Hypothyroidism is a common disorder affecting the general population and thyroid hormone is one of the most frequently prescribed medications in the United States. Current guidelines recommend the use of levothyroxine as the recommended form of thyroid hormone replacement. However, some patients and practitioners prefer desiccated thyroid extract (DTE) to treat hypothyroidism as a more “natural” option for treatment. DTE is a thyroid hormone pill made from animal thyroid glands. DTE has a significantly higher content of T3 than human thyroids produce, which may lead to blood levels higher than normal of this hormone. Also, T3 has a short half-life which causes daily fluctuations in T3 levels in patients taking these preparations. In addition, there have been concerns regarding the consistency of the amount of hormones batch to batch in DTE products.
Some small studies have reported some patients experience better symptom control and quality of life when taking DTE compared with levothyroxine. However, there are no long term randomized clinical studies that evaluate the effects of DTE on bone health or risk for atrial fibrillation, which are adverse effects if the thyroid hormone replacement dose is too high.
Thyroid stimulating hormone (TSH) provides information about thyroid hormone levels and is used to monitor thyroid hormone therapy and assess whether a dose is adequate. This study was done to understand whether the level of TSH varies significantly over time in patients being treated with DTE as compared to TSH levels in patients taking levothyroxine.
THE FULL ARTICLE TITLE
Kuye R et al 2020 Thyroid Stimulating Hormone Stability in Patients Prescribed Synthetic or Desiccated Thyroid Products: A Retrospective Study. Ann Fam Med 18:452–454.
SUMMARY OF THE STUDY
This study was done using data from electronic medical records, laboratory and pharmacy records from Kaiser Permanente Colorado patients. Patients who were at least 18 years of age, who had been treated with either levothyroxine or DTE between 2005 and 2015 were eligible to be included. Patients with diagnosis of Hashimoto’s thyroiditis, pituitary disease, thyroid cancer, pregnancy, treatment with radioactive iodine were excluded. Data was collected for a 3 year period since the first date a patient filled a prescription. The main outcome examined was the proportion of TSH values within the normal range (0.32-5.5 mIU/L). Other outcomes examined included the proportion of TSH values in the normal range throughout the 3 year period, the variability of TSH values between visits and the number of TSH values.
There were a total of 435 DTE users and 435 levothyroxine users. The TSH was checked more frequently in the levothyroxine users than in the DTE users, but the difference was not significant. The proportion of TSH in normal range did not differ between the groups (levothyroxine users: 79.1%; DTE users: 79.3%). Although 60% of patients in each group had TSH values that stayed in the normal range throughout the 3 years, there was more visit-to-visit variability in the TSH values of the DTE users than levothyroxine users.
WHAT ARE THE IMPLICATIONS OF THIS STUDY?
This study suggests that the proportion of the TSH values within reference range did not differ between patients using DTE or levothyroxine for treatment of hypothyroidism. A strength of this study is the fact that they matched patients 1:1 on sex, age and race/ethnicity for both groups.
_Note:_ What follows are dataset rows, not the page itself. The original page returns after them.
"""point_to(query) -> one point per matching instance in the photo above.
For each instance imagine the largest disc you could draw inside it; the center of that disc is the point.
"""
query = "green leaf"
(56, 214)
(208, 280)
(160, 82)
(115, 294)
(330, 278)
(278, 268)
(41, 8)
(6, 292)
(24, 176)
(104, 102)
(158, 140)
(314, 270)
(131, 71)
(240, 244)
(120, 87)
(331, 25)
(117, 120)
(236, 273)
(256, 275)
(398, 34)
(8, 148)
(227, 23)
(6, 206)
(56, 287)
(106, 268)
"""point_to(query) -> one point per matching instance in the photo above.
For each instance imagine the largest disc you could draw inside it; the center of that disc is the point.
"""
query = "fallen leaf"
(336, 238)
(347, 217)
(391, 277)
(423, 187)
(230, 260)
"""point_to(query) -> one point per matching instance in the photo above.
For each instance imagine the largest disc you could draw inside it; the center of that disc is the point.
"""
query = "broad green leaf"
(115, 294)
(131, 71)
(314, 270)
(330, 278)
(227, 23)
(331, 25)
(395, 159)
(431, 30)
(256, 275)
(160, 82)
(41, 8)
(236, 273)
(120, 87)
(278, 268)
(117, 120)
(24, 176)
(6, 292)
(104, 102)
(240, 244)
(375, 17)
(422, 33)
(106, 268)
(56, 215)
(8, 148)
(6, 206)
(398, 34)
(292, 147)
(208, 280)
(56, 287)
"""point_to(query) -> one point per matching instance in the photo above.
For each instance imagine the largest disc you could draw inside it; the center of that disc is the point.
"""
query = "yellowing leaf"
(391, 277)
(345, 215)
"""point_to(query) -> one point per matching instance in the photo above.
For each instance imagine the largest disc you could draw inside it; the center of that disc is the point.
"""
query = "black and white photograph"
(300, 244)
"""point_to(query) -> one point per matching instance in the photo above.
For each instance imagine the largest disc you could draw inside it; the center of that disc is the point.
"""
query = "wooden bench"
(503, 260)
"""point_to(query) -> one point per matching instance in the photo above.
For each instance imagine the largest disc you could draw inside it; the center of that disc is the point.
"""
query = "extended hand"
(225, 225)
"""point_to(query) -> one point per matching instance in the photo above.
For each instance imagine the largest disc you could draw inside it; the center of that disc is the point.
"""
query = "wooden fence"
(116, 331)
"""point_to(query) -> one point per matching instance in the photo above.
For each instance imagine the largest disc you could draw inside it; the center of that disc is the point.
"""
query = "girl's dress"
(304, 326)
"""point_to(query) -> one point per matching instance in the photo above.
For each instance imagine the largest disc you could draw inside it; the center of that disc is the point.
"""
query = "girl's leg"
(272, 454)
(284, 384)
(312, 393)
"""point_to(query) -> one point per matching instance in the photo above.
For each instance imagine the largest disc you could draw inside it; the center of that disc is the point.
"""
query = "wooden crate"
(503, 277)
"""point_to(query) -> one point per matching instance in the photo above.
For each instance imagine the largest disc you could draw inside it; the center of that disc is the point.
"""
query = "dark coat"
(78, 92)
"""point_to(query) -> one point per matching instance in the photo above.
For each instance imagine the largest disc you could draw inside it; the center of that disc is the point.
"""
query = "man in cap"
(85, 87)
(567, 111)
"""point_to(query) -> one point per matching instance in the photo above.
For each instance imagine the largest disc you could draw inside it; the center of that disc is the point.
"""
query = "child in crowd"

However, the actual reason for the hypothyroidism was not described, as individuals with the diagnosis of Hashimoto’s thyroiditis and other common causes for hypothyroidism were excluded. It is likely that patients who had hypothyroidism due to surgery represented most of patients studied and therefore it is not clear whether the results would have been the same had the other causes been included. However, the fact that this study showed less variability visit to visit in TSH levels in patients who were taking levothyroxine suggests that levothyroxine remains the preferable treatment for patients for whom very little TSH variability is desired such as those with thyroid cancer or women during pregnancy.
— Jessie Block-Galarza, MD
ABBREVIATIONS & DEFINITIONS
Hypothyroidism: a condition where the thyroid gland is underactive and doesn’t produce enough thyroid hormone. Treatment requires taking thyroid hormone pills.
Levothyroxine (T4): the major hormone produced by the thyroid gland and available in pill form as Synthroid™, Levoxyl™, Tirosint™ and generic preparations.
Desiccated thyroid extract (DTE): thyroid hormone pill made from animal thyroid glands. Currently desiccated thyroid extract is made from pig thyroids and is available as Armour Thyroid™ and Nature-Throid™.
Hashimotos thyroiditis: the most common cause of hypothyroidism in the United States. It is caused by antibodies that attack the thyroid and destroy it.